Schematic of the architecture of our U-Net small implementation:

Usage / Re-production

1. Set-up

To re-create the environment used for the project, you can either use conda or docker. I HIGHLY recommend using conda for best performance and not docker, since the docker container will not naturally have access to the mps or cuda device. Running the train.py and predict.py scripts with a CPU will take far longer.

# Option 1: re-create conda environment
$ conda env create -f environment.yml -n <env-name>

# Option 2 (not recommended): Generate docker image and run container
$ docker build -t <image_name> .
$ docker run -ti <image_name>

Check everything is working by running pytest.

Re-production is done by running the scripts in the order given blow. Options for the scripts are specified by passing arguments. Use the --help argument on any of the scripts. The same argument parser is used for all scripts, hence many of the possible arguments will be redundant for different scripts. All commands below assume they are being run from the root directory of the project, and hence use relative paths. If this is not the case, or your dataset/predictions/models etc. are not in the default locations, adjust the arguments where necessary. More details can be found in the docstrings of each script.

1. Pre-processing

First, generate summary statistics of the dataset and perform pre-processing as described in the report:

$ python scripts/dataset_summary.py --dataroot ./Dataset # Summary of dataset
$ python scripts/preprocessing.py --dataroot ./Dataset # Pre-process data

# --dataroot: root directory of LCTSC dataset

2. Training

Next, train the model. This script will save the state dictionary as UNet.pt and metric logger as metric_logger.pkl in the --output_dir.

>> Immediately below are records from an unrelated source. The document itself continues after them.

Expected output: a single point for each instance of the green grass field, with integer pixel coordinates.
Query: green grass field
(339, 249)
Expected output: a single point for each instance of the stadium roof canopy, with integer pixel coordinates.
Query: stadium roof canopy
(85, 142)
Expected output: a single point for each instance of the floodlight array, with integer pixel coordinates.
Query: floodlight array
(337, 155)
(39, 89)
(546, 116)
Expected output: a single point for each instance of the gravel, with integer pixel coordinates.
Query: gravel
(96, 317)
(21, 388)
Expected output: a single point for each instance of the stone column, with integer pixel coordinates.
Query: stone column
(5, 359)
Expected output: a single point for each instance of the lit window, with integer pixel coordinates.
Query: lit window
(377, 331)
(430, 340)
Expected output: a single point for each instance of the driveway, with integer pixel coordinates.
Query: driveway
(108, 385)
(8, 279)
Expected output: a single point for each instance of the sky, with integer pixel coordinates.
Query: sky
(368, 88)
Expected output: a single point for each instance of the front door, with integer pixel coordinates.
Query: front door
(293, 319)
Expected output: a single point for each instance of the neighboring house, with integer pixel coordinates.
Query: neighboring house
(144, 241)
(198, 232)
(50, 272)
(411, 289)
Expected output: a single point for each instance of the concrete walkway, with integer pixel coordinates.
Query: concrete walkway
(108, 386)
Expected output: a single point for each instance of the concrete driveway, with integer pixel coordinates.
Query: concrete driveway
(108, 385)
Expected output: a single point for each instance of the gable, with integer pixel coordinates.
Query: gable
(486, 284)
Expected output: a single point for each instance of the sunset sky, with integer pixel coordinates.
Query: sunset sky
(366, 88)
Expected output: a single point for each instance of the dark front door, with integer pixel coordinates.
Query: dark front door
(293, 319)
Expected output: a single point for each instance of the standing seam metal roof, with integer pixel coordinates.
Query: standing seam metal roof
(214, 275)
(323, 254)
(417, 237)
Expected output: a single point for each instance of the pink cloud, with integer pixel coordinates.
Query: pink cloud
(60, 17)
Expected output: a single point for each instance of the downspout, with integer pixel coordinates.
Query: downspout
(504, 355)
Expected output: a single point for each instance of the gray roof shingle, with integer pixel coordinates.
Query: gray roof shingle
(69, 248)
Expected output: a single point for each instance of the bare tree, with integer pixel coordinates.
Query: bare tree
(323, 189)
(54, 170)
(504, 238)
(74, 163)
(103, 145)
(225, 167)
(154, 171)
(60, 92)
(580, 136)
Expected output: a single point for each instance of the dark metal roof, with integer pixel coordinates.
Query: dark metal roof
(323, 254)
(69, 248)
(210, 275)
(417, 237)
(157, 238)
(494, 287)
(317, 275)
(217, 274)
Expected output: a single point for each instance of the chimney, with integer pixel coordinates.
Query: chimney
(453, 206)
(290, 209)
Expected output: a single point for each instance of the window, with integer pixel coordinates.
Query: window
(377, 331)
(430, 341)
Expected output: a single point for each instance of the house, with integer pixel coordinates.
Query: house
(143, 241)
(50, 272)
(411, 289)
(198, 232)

$ python ./scripts/train.py --dataroot ./Dataset --output_dir ./Models --include_testing 1

# --dataroot: The root directory of the LCTSC dataset
# --output_dir: The directory to save the trained model and the metric logger
# --include_testing: Whether to evaluate the model on the test set after each epoch (this is necessary to re-produce the results from the report)

3. Prediction

Get predictions of the trained model for the whole dataset. DO NOT CHANGE --prediction_type prob.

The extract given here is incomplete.